The outlet tester checks that each contact in the outlet appears to be connected to the correct wire in the building's electrical wiring. It can identify several common wiring errors, including swapped phase and neutral, and failure to connect ground.

The tester confirms continuity and polarity of the electrical connections, but it does not verify current-carrying ability, electrical safety (which requires impedance testing), insulation breakdown voltage, or loop connection of ring mains.

Simple three-light testers cannot detect some potentially serious house wiring errors, including neutral and ground interchanged at the receptacle. There may be a "bootleg ground", where the neutral and ground pins have been connected together at the receptacle, which cannot be detected either. These problems can be detected with a multimeter and a test load, to verify that the ground connection is separate from the neutral and is not carrying normal circuit return current, or more typically by using a more-sophisticated multifunction tester.
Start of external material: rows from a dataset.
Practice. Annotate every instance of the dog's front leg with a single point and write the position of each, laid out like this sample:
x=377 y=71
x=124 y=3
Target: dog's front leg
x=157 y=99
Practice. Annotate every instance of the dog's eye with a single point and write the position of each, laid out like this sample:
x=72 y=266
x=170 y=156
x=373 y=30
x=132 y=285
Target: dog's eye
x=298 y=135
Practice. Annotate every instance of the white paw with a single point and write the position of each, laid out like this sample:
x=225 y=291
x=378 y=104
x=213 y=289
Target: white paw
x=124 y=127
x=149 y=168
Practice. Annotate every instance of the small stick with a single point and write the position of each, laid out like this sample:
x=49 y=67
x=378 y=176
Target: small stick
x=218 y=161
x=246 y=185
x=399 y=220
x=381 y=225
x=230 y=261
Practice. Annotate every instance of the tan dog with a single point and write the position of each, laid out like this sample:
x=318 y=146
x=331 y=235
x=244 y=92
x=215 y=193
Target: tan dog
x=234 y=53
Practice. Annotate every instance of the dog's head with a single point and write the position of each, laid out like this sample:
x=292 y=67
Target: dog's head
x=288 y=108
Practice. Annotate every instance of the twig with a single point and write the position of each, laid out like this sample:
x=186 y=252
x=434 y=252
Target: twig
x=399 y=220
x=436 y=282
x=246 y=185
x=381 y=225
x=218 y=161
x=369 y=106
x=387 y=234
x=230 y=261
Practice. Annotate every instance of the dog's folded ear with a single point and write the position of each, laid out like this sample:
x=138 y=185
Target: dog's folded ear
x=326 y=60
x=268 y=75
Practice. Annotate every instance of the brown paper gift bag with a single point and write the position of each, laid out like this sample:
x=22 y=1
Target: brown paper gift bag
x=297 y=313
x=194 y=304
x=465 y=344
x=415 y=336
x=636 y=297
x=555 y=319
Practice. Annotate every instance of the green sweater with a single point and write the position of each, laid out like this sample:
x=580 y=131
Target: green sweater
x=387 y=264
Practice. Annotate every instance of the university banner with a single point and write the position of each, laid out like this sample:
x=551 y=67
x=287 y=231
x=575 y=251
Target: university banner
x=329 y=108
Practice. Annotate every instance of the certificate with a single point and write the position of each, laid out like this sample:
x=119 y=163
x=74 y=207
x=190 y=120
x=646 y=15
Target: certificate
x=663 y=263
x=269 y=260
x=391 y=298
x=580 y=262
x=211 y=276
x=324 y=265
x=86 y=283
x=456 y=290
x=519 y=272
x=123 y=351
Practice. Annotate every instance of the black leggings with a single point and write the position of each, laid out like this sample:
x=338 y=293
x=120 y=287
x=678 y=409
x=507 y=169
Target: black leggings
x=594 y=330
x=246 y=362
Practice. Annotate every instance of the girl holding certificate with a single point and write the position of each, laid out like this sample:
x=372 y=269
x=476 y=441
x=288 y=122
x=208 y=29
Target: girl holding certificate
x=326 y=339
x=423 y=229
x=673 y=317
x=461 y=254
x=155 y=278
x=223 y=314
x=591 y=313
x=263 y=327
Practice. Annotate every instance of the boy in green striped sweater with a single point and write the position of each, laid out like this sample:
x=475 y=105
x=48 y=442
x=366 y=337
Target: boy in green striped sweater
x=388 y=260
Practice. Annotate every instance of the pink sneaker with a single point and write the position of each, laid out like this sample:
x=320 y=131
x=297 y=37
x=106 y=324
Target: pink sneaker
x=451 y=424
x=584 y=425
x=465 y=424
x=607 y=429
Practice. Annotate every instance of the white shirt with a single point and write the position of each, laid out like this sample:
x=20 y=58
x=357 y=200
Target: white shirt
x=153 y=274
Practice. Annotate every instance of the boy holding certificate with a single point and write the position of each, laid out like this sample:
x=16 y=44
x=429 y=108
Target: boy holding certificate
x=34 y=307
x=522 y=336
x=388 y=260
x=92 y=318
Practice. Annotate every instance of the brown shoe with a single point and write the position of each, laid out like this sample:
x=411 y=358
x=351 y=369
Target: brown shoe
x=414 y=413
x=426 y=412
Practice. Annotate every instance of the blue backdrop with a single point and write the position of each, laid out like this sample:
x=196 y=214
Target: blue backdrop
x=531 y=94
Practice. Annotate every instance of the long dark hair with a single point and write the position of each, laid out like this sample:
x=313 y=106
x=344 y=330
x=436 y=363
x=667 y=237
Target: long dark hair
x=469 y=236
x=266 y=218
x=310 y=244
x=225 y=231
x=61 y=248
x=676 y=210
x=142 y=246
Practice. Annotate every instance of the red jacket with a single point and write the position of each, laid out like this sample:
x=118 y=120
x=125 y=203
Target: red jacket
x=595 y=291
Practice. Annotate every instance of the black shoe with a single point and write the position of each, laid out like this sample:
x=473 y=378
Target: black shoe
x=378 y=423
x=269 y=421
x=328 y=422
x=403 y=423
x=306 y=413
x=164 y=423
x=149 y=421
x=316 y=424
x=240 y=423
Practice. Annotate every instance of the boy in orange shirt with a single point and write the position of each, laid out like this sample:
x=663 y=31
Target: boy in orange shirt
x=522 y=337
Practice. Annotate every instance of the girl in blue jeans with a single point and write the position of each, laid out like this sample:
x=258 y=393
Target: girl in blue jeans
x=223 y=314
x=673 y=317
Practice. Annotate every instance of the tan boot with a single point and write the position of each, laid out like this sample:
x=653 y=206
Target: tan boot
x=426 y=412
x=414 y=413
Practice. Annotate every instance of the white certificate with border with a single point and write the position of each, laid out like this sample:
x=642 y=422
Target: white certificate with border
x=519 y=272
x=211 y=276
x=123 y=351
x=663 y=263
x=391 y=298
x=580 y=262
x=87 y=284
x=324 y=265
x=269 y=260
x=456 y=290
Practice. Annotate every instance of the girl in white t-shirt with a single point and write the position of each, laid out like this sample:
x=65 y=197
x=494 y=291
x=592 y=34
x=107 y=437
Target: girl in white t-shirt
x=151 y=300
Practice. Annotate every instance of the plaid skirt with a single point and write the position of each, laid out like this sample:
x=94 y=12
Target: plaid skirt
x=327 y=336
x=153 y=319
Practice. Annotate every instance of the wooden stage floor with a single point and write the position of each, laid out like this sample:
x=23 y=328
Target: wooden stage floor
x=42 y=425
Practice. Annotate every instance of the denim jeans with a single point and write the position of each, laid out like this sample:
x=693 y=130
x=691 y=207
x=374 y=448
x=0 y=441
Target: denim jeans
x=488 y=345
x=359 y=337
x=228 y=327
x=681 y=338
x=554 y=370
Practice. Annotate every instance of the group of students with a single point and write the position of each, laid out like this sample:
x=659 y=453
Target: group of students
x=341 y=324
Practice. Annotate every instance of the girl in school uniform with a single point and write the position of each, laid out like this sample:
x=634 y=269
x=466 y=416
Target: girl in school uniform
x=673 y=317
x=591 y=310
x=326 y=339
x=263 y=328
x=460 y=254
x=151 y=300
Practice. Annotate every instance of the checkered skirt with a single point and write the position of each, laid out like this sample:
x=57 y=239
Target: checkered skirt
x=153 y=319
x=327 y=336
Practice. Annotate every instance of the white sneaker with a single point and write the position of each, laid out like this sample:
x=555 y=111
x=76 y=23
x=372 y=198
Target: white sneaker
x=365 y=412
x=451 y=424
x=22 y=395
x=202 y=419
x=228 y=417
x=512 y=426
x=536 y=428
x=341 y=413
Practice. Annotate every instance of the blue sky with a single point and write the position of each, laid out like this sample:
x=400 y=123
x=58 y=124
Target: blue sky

A quick supplemental screening test for these simple miswiring errors can be performed using a non-contact voltage tester (NCVT) or non-contact voltage detector. If a problem is thus identified, it can be investigated further using more-advanced equipment, or the outlet in question can be de-energized and disassembled for careful scrutiny.

Some receptacle testers include an additional test button to test the triggering of GFCI devices, which supplements the built-in test button on the GFCI and can be used for testing outlets downstream from a GFCI receptacle. "Plug-in analyzers" may include earth loop impedance and other checks.

==History==
An early reference that describes the typical outlet tester circuit was published in Popular Mechanics in the March issue of 1967, and consists of two 27 kΩ resistors, one 100 kΩ resistor, and three NE-51 neon lamp bulbs with 100 kΩ resistors.